Grifols falls after failing to update on China deal
MADRID: Grifols SA shares fell in Madrid after the company released an upbeat full-year earnings report that didn’t include details on a pending deal in China.
The stock fell as much as 6.8% after the results release, which showed profit increased 27% in the fourth quarter, a result that had been expected to help the embattled company recover from fraud allegations by a short-seller.
While the maker of plasma derivatives and IV therapies announced 2024 guidance just below consensus, it didn’t provide an update on the sale of a stake in Shanghai RaaS to Haier Group, a deal expected to give Grifols 12.5 million yuan ($1.7 billion) to pay down debt.
The earnings come in the wake of a critical report by hedge fund Gotham City Research LLC, which sent the shares into tailspin in early January. To assuage markets, earlier this month Grifols announced that it’s hiring a new chief executive officer and improving corporate governance by removing members of the founding family from management.
Grifols has sued Gotham in a New York court and denied any wrongdoing. Still, the accusations have placed the company’s accounting practices and governance in the spotlight — in particular, dealings with Scranton Enterprises BV, an investment firm controlled by former company executives that’s the firm’s second-largest shareholder.
Barcelona-based Grifols yesterday posted adjusted earnings before interest, taxes, depreciation, and amortisation (Ebitda) of €442 million for the quarter ended Dec 31. Analysts had expected an average of €430 million, according to a survey by Bloomberg.
The firm also said it will address its 2025 maturities, totaling €1.8 billion in the first half of this year, and will take into account both planned disposal proceeds and “various other options” including refinancing.

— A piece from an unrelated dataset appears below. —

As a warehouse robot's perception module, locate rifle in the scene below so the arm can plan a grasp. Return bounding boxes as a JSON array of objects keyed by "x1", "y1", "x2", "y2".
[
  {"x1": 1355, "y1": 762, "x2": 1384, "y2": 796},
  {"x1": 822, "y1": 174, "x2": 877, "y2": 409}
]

Grifols announced a profit outlook for the year, calling for adjusted annual Ebitda of more than €1.8 billion.
The firm also repeated that it would use the proceeds from the deal in China to repay debt, and that it expected its leverage ratio to fall to 5.4 times earnings before interest, taxes, depreciation and amortisation after the transaction is completed.
If the company wants to use the cash to cut leverage, it faces a hurdle with creditors as it will need all lenders to support a change in the credit agreement governing its loans, Bloomberg reported in late January.
Among other accusations, Gotham has claimed that Grifols and Scranton understated their respective debt-toprofit ratios, in part because they both consolidated profits from two companies that are owned by Scranton.
Gotham issued another report last week that challenged Grifols to clarify outflows of €321 million included in its first-half 2023 earnings report and to explain who owns and controls Scranton Enterprises.